Consistent with this view, Figure 3e,f shows that an analysis of thymus tissue for mRNA of the immune suppressive cytokines TGFβ and IL-10 demonstrated significant levels of TGFβ only in mice tolerized by intrathymic delivery; Figure 3f shows that there was a trend toward an increase in IL-10 only in the intrathymic group. Taken together, these data suggest that intrathymic vector delivery results in CD4+CD25+Foxp3+ Tregs in the thymus that may play a role in the observed tolerance. They also suggest that in terms of thymic Tregs, intravenous delivery results in a different long-term immune status. We note that the lack of intrathymic Treg markers after intravenous administration is at apparent odds with an earlier study,22 but there are significant differences between the studies, e.g., mouse models, that may contribute to this discrepancy.
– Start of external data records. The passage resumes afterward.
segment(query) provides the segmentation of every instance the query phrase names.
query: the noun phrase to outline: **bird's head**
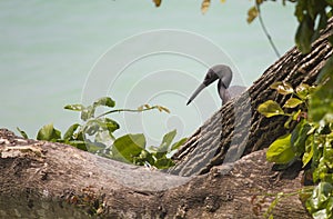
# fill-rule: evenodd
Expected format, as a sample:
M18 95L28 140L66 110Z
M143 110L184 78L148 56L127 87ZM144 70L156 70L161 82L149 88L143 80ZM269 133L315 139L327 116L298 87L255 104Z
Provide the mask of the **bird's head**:
M193 94L191 96L191 98L189 99L186 104L190 104L190 102L192 102L192 100L205 87L210 86L212 82L214 82L218 79L220 79L219 87L223 86L225 89L228 89L231 83L231 79L232 79L232 71L231 71L230 67L228 67L225 64L216 64L216 66L210 68L203 79L203 82L199 86L199 88L196 88L196 90L193 92ZM220 88L218 88L218 90L220 91ZM220 97L221 97L221 93L220 93Z

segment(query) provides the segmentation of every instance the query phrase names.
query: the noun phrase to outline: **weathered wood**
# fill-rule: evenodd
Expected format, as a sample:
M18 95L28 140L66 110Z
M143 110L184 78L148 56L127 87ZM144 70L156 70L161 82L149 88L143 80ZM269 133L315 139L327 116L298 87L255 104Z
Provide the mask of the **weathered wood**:
M176 166L169 172L180 176L202 175L214 166L232 162L241 156L266 148L285 133L285 117L268 119L256 109L269 99L274 99L281 106L285 102L286 97L270 89L270 84L275 81L285 81L293 87L302 82L314 83L317 73L332 56L332 47L327 42L332 31L331 20L309 54L302 54L296 48L291 49L243 94L224 104L173 156Z
M0 218L262 218L272 201L266 195L302 186L297 167L285 173L271 167L265 151L258 151L233 166L183 178L2 129ZM310 218L297 197L273 212L274 218Z

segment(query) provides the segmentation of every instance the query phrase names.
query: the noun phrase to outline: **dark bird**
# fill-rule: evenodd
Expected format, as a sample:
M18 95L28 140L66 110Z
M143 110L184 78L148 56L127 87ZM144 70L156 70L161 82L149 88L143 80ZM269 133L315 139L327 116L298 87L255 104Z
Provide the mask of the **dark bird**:
M196 88L194 93L191 96L186 104L190 104L192 100L203 90L205 87L210 86L212 82L219 79L218 92L222 100L222 104L228 102L231 98L228 88L232 79L232 71L230 67L225 64L216 64L209 69L206 72L203 82Z

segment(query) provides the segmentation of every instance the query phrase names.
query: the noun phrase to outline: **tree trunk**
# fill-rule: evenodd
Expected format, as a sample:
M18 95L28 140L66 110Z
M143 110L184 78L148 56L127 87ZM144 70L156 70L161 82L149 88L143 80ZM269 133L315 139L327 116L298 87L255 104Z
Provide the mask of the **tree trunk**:
M270 84L275 81L289 82L293 88L300 83L315 82L316 76L332 54L332 47L327 42L332 27L331 20L309 54L302 54L296 48L291 49L251 88L205 121L173 156L176 166L169 172L180 176L206 173L214 166L233 162L241 156L266 148L284 135L285 117L265 118L256 109L260 103L270 99L281 106L289 99L270 89Z
M262 218L278 192L302 188L302 170L272 171L264 148L284 133L284 118L266 119L256 108L285 101L269 88L274 81L314 82L332 53L331 31L332 23L310 54L289 51L214 113L174 156L174 175L1 129L0 218ZM310 218L297 196L272 212Z
M299 167L271 170L265 151L192 178L0 130L0 218L262 218L278 192L301 188ZM226 175L222 172L228 171ZM309 218L297 197L274 218Z

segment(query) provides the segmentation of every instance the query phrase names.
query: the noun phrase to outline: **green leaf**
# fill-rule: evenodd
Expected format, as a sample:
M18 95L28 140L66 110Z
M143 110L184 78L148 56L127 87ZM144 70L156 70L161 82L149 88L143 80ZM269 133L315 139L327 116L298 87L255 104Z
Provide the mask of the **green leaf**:
M24 139L29 139L28 135L26 133L26 131L21 130L19 127L17 127L17 130L21 133L21 136L24 138Z
M283 81L276 81L271 84L270 88L276 90L280 94L290 94L294 92L293 87L290 83Z
M112 136L113 131L115 131L120 128L120 126L117 121L109 119L109 118L102 119L102 122L104 122L105 129L108 129L110 136Z
M74 139L74 132L77 131L77 129L80 127L79 123L73 123L72 126L70 126L70 128L68 128L68 130L64 132L63 135L63 139L64 140L71 140Z
M88 119L91 119L94 117L94 111L95 111L95 108L92 107L92 106L89 106L87 108L84 108L82 111L81 111L81 119L83 121L87 121Z
M103 97L103 98L100 98L98 99L94 103L93 103L94 107L99 107L99 106L104 106L104 107L114 107L115 106L115 101L112 100L110 97Z
M291 98L289 100L285 101L284 103L284 108L295 108L297 107L299 104L303 103L302 100L300 100L299 98Z
M291 147L291 135L278 138L268 149L266 159L271 162L284 165L292 161L295 157Z
M186 142L188 138L182 138L181 140L176 141L171 146L171 150L176 150L181 147L184 142Z
M251 23L258 16L259 16L258 8L255 6L251 7L248 10L248 19L246 19L248 23Z
M309 14L304 14L295 36L295 41L299 50L302 53L309 53L311 51L312 36L314 22Z
M53 128L53 125L43 126L37 135L37 140L54 141L61 139L61 132Z
M142 133L125 135L113 142L112 153L117 160L133 163L134 157L140 156L145 147L145 138Z
M333 71L324 84L316 88L310 99L309 118L319 122L326 113L333 113Z
M333 36L331 36L331 39L332 39L331 44L333 44ZM326 61L325 66L320 71L320 74L316 78L316 82L322 82L327 77L330 77L330 76L332 77L332 72L333 72L333 57L330 57L330 59Z
M82 111L84 109L83 104L67 104L64 109L72 110L72 111Z
M279 103L273 100L268 100L261 103L258 107L258 111L266 118L274 117L278 115L284 115L284 111L281 109Z
M303 168L310 162L313 157L314 150L314 139L313 136L310 136L305 141L305 152L302 157Z

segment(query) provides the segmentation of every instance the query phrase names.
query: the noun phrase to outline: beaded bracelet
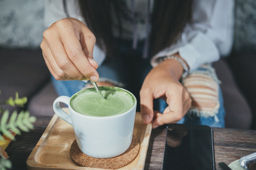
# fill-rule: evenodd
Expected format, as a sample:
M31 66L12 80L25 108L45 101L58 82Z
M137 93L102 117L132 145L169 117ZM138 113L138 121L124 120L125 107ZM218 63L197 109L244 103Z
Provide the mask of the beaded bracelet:
M186 78L187 75L188 75L188 74L189 69L187 65L187 64L186 64L186 63L180 57L175 56L175 55L172 55L166 56L163 57L162 57L160 59L160 63L163 62L164 61L165 61L168 59L171 59L171 58L176 60L180 63L180 64L181 65L183 68L183 73L181 77L182 78Z

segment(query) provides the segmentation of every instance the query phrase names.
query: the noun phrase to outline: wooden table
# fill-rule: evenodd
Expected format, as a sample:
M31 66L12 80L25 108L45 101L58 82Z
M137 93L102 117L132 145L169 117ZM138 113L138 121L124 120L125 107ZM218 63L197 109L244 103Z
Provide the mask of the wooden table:
M51 117L37 117L34 130L17 136L6 151L10 157L13 169L26 169L27 158L36 146L51 120ZM166 127L153 130L145 169L161 169ZM218 163L227 164L241 157L256 152L256 131L227 128L213 128L214 147L216 169Z

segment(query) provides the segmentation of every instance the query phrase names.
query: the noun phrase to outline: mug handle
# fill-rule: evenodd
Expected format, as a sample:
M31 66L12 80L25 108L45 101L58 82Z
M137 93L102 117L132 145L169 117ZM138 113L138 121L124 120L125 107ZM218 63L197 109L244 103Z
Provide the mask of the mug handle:
M69 97L66 96L60 96L55 99L53 102L53 110L54 110L54 112L58 116L59 116L59 117L73 125L70 115L62 110L60 106L60 102L63 103L69 106L70 100L70 98Z

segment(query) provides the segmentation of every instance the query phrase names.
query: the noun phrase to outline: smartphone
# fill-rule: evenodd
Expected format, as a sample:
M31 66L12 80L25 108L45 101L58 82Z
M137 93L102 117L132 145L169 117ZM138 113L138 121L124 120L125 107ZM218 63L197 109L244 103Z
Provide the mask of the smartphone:
M162 169L215 169L212 129L206 125L167 126Z

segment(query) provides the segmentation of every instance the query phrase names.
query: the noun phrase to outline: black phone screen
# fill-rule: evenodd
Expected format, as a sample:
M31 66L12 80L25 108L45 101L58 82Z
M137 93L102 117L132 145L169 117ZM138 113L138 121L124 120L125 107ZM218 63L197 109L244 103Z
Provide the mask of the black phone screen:
M213 146L209 126L170 124L162 169L214 169Z

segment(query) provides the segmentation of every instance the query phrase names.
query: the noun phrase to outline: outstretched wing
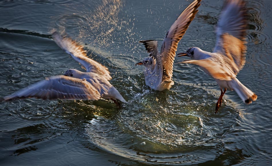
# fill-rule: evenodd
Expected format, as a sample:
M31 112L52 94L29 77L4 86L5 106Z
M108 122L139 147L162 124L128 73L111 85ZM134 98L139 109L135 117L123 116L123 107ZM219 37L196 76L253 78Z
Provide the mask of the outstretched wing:
M185 61L181 63L198 65L202 67L207 74L216 79L230 81L232 78L236 77L230 70L224 68L226 67L220 62L214 62L209 58Z
M139 42L145 45L149 56L155 57L159 54L158 51L157 41L147 40L140 41Z
M235 74L245 63L247 24L243 0L227 0L216 28L217 41L214 52L225 55Z
M44 100L97 100L100 97L99 92L86 79L57 76L47 78L4 99L35 97Z
M104 76L108 80L112 78L107 68L91 59L87 58L83 46L71 38L63 37L57 32L53 33L52 37L56 43L78 62L87 72L92 72Z
M166 33L161 48L161 55L157 58L163 66L162 81L171 81L173 63L178 44L185 33L200 6L201 0L195 0L181 13Z

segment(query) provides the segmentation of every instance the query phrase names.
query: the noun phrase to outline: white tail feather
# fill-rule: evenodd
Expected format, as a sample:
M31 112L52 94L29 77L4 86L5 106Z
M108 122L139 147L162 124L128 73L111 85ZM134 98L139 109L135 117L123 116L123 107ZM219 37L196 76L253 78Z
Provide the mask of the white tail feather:
M231 83L232 88L245 104L249 104L257 99L257 96L236 78L234 79Z

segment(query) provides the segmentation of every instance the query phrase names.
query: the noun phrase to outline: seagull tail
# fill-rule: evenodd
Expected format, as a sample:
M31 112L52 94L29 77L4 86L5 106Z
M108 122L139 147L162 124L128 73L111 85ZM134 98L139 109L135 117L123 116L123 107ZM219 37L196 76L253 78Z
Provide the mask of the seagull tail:
M232 86L244 102L247 104L251 104L256 100L258 96L253 92L235 78L231 82Z
M112 86L107 92L108 94L105 96L105 97L109 98L116 98L117 99L123 103L126 103L127 101L123 98L119 92L115 88Z

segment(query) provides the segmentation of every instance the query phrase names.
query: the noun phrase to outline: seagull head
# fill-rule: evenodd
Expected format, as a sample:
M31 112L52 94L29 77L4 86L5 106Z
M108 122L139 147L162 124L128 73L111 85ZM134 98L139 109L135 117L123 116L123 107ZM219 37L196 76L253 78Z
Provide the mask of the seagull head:
M146 58L142 61L137 63L135 65L143 65L146 67L149 67L153 66L155 63L156 60L152 57L149 56Z
M193 59L198 60L199 56L201 56L202 50L198 47L191 47L187 50L186 52L178 54L178 57L188 56Z
M82 72L77 70L70 69L66 71L64 74L64 75L74 78L81 78L82 76Z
In the periphery, intrathymic delivery generates CD4+CD25+ Tregs that produce suppressive cytokines, whereas intravenous delivery does not

To compare directly the peripheral Tregs in mice resulting from tolerization by intrathymic and intravenous vector delivery, CD4+CD25+ cells were isolated from the spleen 16 weeks after AAV delivery and characterized for Treg markers. Figure 4a shows that a higher proportion of splenocytes were CD4+CD25+ cells in mice tolerized by an intravenous route than in mice tolerized by an intrathymic injection. Interestingly, although Figure 4b demonstrates that both intravenous and intrathymic delivery resulted in CD4+CD25+ cells with enhanced Foxp3 mRNA levels that may therefore play a role in maintaining peripheral tolerance, the Foxp3 mRNA levels were higher in the CD4+CD25+ cells resulting from intrathymic delivery.

Figure 4.

Figure 4

mRNA levels of Foxp3, CD markers, and cytokines by isolated CD4+CD25+ Tregs after intravenous or intrathymic injection of AAV8-hGAA. CD4+CD25+ Tregs were isolated from mouse spleen. mRNA expression by isolated CD4+CD25+ Tregs and total spleen cells at week 16 after AAV8-hGAA administration was analyzed by TaqMan with preamplification. (a) The percent of total spleen cells that are CD4+CD25+ (Tregs). Expression of mRNAs for (b) Foxp3, (c) CD25, (d) CD28, (e) TGFβ, and (f) IL-10 by these CD4+CD25+ cells relative to the corresponding mRNA in total splenocytes, normalized to actin mRNA and depicted as a percentage of the saline control. Data are shown as means ± SEM (N = 8–10 mice/group). Above a bar, the letter “a” represents a significant difference compared to the saline group, “c” compared to the i.v. (5 × 1011) group, and “d” compared to the i.t. (2 × 1010) group. The number of asterisks following the letter denote the level of statistical significance: *P < 0.05, **P < 0.01.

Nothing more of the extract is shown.